With only two of the top 8 seeds reaching the quarterfinals at the first Grand Slam of the year, the 2017 Australian Open was a trainwreck for most prediction models. Even the Elo forecasting system, one of the most accurate open prediction approaches in tennis, couldn’t have anticipated the unusual conditions of this year’s Major down under.

Or could it have?

We know that one of the contributing factors for the higher number of upsets at the Australian Open was a higher than normal serve percentage. When we look at the average service points won by tournament, we see that there has been a general increasing trend across surfaces. On hard courts, for example, serve percentages have increased 3 percentage points over 20 years. Whether owing to a surface, ball or equipment effect, the 2017 Australian Open was still an outlier, departing even further from these trends.

But why might a shift in serve advantage matter when it comes to prediction?

There are a number of reasons to expect prediction performance to vary with the overall level of serve advantage at an event. When players are performing systematically better on serve, it can reflect conditions—like the speed of the court—as well as the prevailing style of play—shorter versus longer points—that could benefit specific players over others. Standard prediction methods ignore these factors which raises the question of whether they should.

We can get some idea of the answer to that question by looking at how prediction error is or is not related to a player’s overall ability on serve.

The chart below plot’s each player’s yearly root mean squared error in Elo predictions against their service z-score for the year. The z-score measures how they compare to the average server on tour in that year in units of standard deviation, the most negative values being the poorest servers and the most positive values the best servers.

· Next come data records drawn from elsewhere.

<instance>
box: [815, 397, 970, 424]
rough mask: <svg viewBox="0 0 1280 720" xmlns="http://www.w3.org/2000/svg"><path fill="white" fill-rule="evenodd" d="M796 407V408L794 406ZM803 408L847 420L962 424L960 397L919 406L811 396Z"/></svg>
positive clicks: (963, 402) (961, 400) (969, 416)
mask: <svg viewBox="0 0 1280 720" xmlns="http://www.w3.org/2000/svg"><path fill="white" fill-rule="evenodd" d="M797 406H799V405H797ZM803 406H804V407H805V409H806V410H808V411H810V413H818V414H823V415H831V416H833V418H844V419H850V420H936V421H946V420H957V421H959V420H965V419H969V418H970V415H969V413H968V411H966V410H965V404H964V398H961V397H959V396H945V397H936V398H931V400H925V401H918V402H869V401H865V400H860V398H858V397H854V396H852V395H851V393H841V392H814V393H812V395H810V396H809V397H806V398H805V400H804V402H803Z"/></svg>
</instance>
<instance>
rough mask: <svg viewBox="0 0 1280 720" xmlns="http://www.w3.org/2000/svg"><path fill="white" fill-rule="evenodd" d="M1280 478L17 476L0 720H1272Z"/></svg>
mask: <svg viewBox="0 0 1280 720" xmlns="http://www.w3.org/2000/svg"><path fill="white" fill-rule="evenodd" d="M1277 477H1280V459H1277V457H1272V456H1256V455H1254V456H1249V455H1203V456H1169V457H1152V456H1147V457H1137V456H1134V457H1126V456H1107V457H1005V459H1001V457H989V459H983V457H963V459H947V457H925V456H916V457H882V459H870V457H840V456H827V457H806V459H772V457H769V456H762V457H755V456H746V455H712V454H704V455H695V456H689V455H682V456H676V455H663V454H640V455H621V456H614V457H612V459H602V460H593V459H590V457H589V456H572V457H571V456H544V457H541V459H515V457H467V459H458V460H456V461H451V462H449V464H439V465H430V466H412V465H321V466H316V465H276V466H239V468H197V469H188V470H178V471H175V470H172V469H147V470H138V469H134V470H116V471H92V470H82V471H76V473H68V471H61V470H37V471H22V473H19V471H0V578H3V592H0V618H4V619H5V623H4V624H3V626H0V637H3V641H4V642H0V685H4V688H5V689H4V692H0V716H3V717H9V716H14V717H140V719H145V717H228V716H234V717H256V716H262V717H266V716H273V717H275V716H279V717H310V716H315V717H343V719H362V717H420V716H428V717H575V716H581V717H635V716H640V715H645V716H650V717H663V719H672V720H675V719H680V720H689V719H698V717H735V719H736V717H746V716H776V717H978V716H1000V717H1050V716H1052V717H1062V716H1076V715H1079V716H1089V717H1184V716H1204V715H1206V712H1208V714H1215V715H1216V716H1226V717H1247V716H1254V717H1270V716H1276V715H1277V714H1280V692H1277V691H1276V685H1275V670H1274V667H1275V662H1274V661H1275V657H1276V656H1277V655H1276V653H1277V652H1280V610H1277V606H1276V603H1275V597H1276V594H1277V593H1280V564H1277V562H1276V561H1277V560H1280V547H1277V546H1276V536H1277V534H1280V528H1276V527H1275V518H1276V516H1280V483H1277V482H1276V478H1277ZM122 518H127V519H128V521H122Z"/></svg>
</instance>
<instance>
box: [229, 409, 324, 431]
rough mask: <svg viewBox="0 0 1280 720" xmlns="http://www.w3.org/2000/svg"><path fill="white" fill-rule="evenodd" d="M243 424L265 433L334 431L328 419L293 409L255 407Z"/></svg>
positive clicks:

Looking for all ATP matches from 1991 thru 2016, we find some clear structure in the error-serve relationship. The RMSE tends to be lowest for the worst servers but the most variable. For average and moderately above average servers the error rate increases but the variance becomes more narrow. Then, in the opposite extreme of the Karlovics of the sport, the error tends to decrease again.

What is this sigmoidal shape telling us? It seems to suggest that there is a cost in accuracy as players perform closer to the average on serve. The different colors indicate the service advantage of the event. Because there is considerable overlap in the colors, it further tells us that this relationship does not vary strongly from one event to the next, that is, when it comes to the error pattern, it matters most whether a serve is a weaker or stronger server and not exactly where he is playing. Although the event could determine how well a server performs at a particular point in the calendar.

To see if the error tends to be in one particular direction, we can look at the mean error. Below is the mean of the player’s predicted win chance against the actual win, as before, grouped per player and year. A positive difference suggests that Elo tends to be more optimistic than not. We see that the error is more positive across the range of z-scores than negative, so it tends to attribute greater confidence in player’s than they perform.

Interestingly, the direction of the error does appear to vary with the serve rating of the event. Whereas the average behavior we see in gray pertains to most events below a rating of 0.64 (that is, 64% serve percentage on average), the events above this level tend to have a negative correlation so the bias approaches zero for the best servers in the events with a higher overall service rating.

There is still a lot to unpack to understand the causes behind this error pattern. For now, at least, it does suggest that reducing error for the middle pack of servers could be an important strategy for improving forecasting performance in the sport.